Ballyfree milk jug from  etsy shop.  Already sold! 

I served milk in it for several years, but then one fateful day, a certain little girl who shall remain nameless, was doing something naughty.  I said, “Stop that” You’ll break my Ballyfree milk jug!”  But she didn’t stop! Crash! I was devastated. Usually, I was not angry about accidental breakages if they were really accidents.  But when one says to one’s child, “Stop that or this terrible thing will happen,” and then it happens, one is more inclined to be bitter.  It’s horrible, but I was bitter about this for years! Years! 

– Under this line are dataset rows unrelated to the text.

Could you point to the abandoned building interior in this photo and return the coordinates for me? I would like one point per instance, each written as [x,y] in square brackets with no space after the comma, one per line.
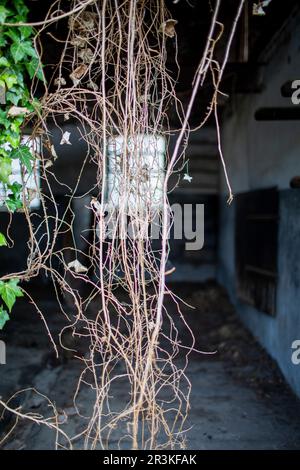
[240,292]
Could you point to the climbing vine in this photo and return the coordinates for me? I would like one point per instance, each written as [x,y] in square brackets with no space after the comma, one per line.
[19,61]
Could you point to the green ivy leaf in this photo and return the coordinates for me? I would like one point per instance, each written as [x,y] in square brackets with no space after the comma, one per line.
[22,9]
[21,49]
[24,155]
[4,12]
[9,291]
[4,317]
[3,241]
[13,96]
[14,201]
[5,169]
[12,33]
[4,62]
[10,79]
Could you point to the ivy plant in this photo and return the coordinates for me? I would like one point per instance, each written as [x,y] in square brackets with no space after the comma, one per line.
[9,291]
[19,61]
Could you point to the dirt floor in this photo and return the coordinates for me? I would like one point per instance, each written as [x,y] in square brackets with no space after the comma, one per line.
[239,398]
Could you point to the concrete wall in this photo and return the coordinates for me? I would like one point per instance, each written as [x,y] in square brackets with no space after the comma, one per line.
[261,155]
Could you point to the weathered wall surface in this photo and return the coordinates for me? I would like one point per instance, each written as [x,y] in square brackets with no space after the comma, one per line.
[261,155]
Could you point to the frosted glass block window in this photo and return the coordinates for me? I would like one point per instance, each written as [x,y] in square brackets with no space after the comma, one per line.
[135,172]
[29,180]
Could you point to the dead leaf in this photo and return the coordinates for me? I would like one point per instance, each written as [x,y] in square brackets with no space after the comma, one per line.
[65,138]
[86,55]
[168,28]
[78,73]
[92,86]
[60,81]
[77,266]
[16,111]
[78,42]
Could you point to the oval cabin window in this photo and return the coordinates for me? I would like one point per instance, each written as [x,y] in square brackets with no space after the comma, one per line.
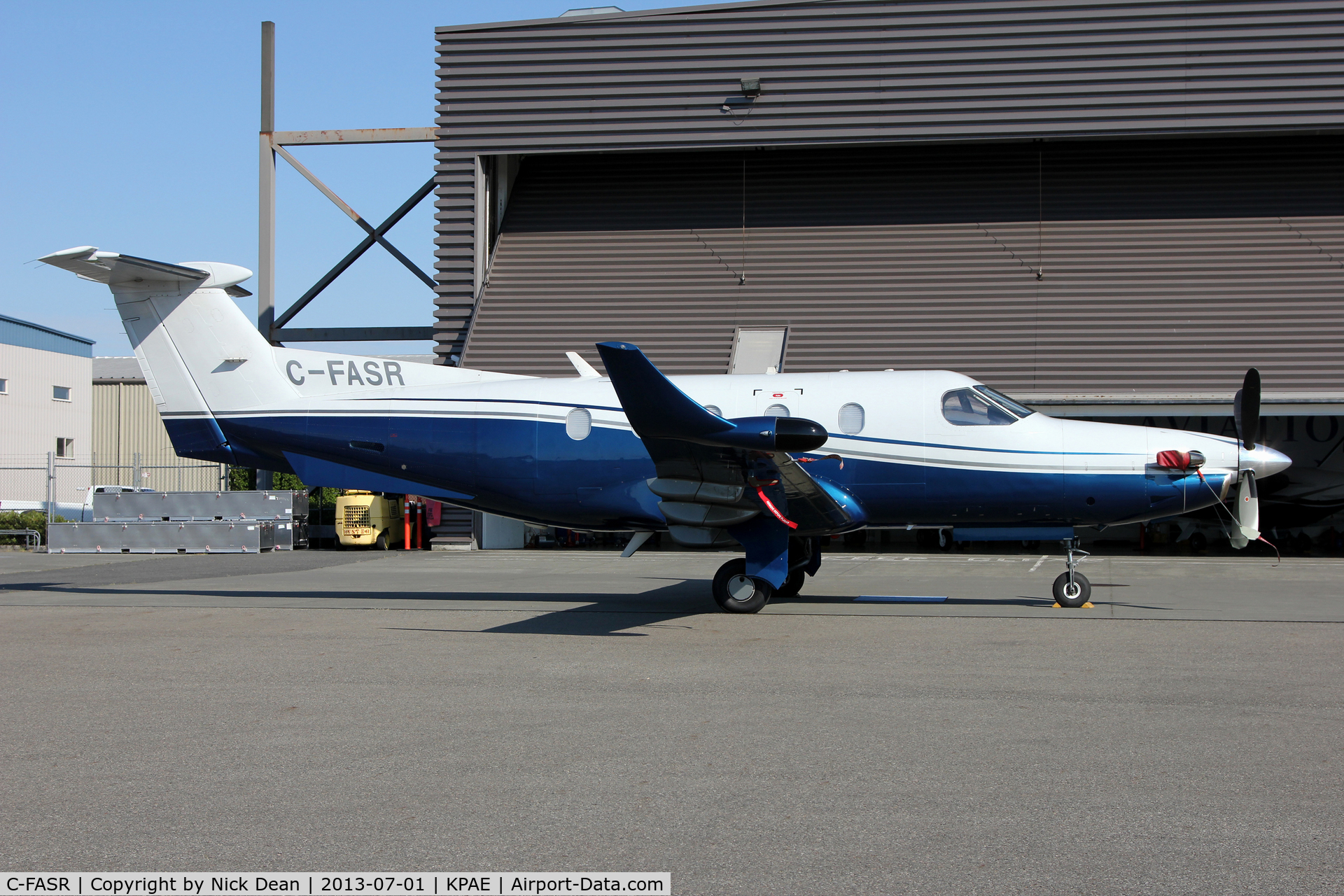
[851,418]
[578,424]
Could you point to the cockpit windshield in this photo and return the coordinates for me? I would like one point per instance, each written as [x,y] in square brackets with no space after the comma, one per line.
[1007,403]
[981,406]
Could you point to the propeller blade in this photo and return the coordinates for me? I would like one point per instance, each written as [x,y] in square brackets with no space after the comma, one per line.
[1246,409]
[1247,511]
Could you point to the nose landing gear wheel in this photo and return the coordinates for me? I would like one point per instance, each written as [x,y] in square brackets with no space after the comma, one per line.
[736,592]
[792,584]
[1072,594]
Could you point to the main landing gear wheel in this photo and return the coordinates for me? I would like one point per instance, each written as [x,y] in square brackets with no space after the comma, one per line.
[1072,594]
[736,592]
[792,584]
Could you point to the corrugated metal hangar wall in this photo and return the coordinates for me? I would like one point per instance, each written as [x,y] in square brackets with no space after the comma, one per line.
[1050,197]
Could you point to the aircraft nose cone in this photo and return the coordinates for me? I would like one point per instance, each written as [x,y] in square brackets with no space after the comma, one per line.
[1264,461]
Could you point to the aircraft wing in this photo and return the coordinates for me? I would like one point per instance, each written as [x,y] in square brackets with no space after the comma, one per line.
[706,460]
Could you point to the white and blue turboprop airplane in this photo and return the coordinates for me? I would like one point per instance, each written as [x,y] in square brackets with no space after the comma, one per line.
[711,460]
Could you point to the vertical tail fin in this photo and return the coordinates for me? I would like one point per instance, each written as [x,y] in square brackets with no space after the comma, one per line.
[183,327]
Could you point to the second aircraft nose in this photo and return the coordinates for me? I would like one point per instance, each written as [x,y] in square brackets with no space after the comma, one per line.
[1264,461]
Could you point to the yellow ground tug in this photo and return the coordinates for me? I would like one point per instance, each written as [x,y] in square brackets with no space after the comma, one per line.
[369,520]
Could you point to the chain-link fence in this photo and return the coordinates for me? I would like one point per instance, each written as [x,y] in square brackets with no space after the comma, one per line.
[62,486]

Angelic Becca has tried to atone by getting me several lovely milk jugs over time, and I love all of them.  She got me the green one shortly after the disaster, and it is actually quite a bit prettier than the poor Ballyfree one, but still….   Now it is very aged so I no longer use it for milk, but have it on display in my kitchen.  I think loving thoughts about my darling girl every time I look at it.  The autumn leaf one is a somewhat more recent gift, and it too seems too nice and delicate to use, so it is also on display. But then ….. we were wandering through the Metropolitan Market recently, whiling away time before the opera, when Becca spotted --- the perfect milk jug!  Cute, but not to beautiful to use! Not too delicate looking, and just the right size! I am happy every time I pour milk from it into my tea.